Yerel platformlarda, Sadr Hareketi liderleri ile aralarında Başbakan Muhammed Şiya es-Sudani'nin de bulunduğu Şii liderler arasında seçimlere katılma amacıyla temaslar kurulduğuna dair sızıntılar dolaşıyor.

Şarku’l Avsat'a konuşan siyasi bir kaynak, ‘Sadr Hareketi ile geri dönme olasılıkları konusunda şu ana kadar görüşmelerin durmadığını’ söyledi.

Sadr Hareketi lideri Mukteda es-Sadr (Sadr Hareketi medyası)Sadr Hareketi lideri Mukteda es-Sadr (Sadr Hareketi medyası)

Seçimlerin meşruiyeti

Son dönemde izlenen çeşitli göstergelere göre seçimlerin meşruiyetine ilişkin endişeler bulunuyor. Boykotun kırılgan bir bölgesel ve uluslararası ortamda diğer kesimler tarafından da tekrarlanması, özellikle silah taşıyan ya da geçmişte silah taşımış olanlar başta olmak üzere pek çok Şii gücün, İran'ın hedef alınmasının ardından ABD ve İsrail tarafından hedef alınabilecekleri korkusunu taşımaya devam ettikleri bir dönemde, siyasi sistemin meşruiyetini etkileyebilir.

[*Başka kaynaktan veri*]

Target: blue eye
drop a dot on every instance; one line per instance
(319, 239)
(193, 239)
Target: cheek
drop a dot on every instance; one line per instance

Aynı bağlamda araştırmacı Seyf es-Saadi Şarku’l Avsat'a verdiği demeçte şu ifadeleri kullandı: “Irak'taki siyasi sınıf, boykot eden çoğunluğun seçimlere katılma güvenini yeniden tesis edecek olgun bir seçim sistemi sunamadı. Bunun nedeni, seçim yasasının her seçim döneminde, oy veren halkın gerekçeleri dikkate alınmaksızın, büyük geleneksel partilerin ölçülerine uyacak şekilde değiştirilmesidir… Sadr Hareketi lideri Mukteda es-Sadr ve iki eski başbakan Haydar el-İbadi ve Mustafa el-Kazımi'nin boykotu, seçimlere giden sürecin ciddiyetinin bir göstergesidir.”

Ancak es-Saadi, ‘seçim bölgesi sistemi, Sainte Lague sistemi ve benimsenen yüzde ile her seçimde sorunlara neden olan sonuç hızlandırma cihazlarına ilişkin doğru istatistiklere dayanan olgun bir yasanın çıkarılması yoluyla Irak'taki seçim sisteminde reform yapılabileceğini’ düşünüyor.